Concerning JA3M(P-IF) lactobacillus

" Lactobacillus kefiri (P-IF JA3M bacteria )" is made up of basically two kinds of lactobacillus (③above), Lactobacillus kefiri P-IF (patent number: FERM BP -10896) and Lactobacillus kefiri P-B1 (patent number: FERM P-21554), as well as three kinds of yeast, Kazachstania turice nsis P-Y3 (patent number: FERM P-21556), Kazachstania unispora P-Y4 (patent number: FERM P-21557) and Kluyveromyces marxianus P-Y5 (patent number: FERM P-21558).

JA3M bacteria’s ability
This Lactobacillus is able to reduce its pH quickly over 48hrs to pH3.6 (the same as stomach acid) while it multiplies, and so it is able to pass through stomach acid and enter the colon undamaged, also it able to destroy other bacteria (bad bacteria) with organic acid that it produces, thus keeping the intestinal flora in balance.

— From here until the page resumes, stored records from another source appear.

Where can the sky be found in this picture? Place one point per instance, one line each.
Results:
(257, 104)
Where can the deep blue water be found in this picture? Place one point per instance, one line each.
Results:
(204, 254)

The reason why people are healthy is because good bacteria suppress the bad bacteria so that flora in the intestines is kept in constant balance, but a negative environment, poor eating habits or stress adversely affect the body and bad bacteria start to increase, intestinal putrefaction starts, leading to an increase in harmful substances such as ammonia, phenol and indole which are absorbed by the intestinal tract and over a long time burden the liver, heart, kidneys and promote aging, leading to various illnesses, including cancer.
JA3M bacteria obstruct growth of bad bacteria through their strong antibacterial activity. In addition, it can be said that there is an effect on the production of JA3M bacteria, and it is thought that it can be absorbed by the intestinal tract, due to the surface structure (sugar chain structure) of JA3M bacteria. As a result, there are expectations of immunostimulation of the intestinal tract as well as elimination of toxic substances.
Furthermore, the result of experiments showed that when compared with commercial yogurt a remarkable effect was confirmed, that after continual consumption for two weeks JA3M bacteria reached and maintained maximum activity level. Instead of being responsible for thinking about eating habits and a stressful environment, instead by using JA3M bacteria one will be able to maintain the best health. In future, various experiments with viruses &c will show JA3M bacteria can contribute greatly to the health of mankind.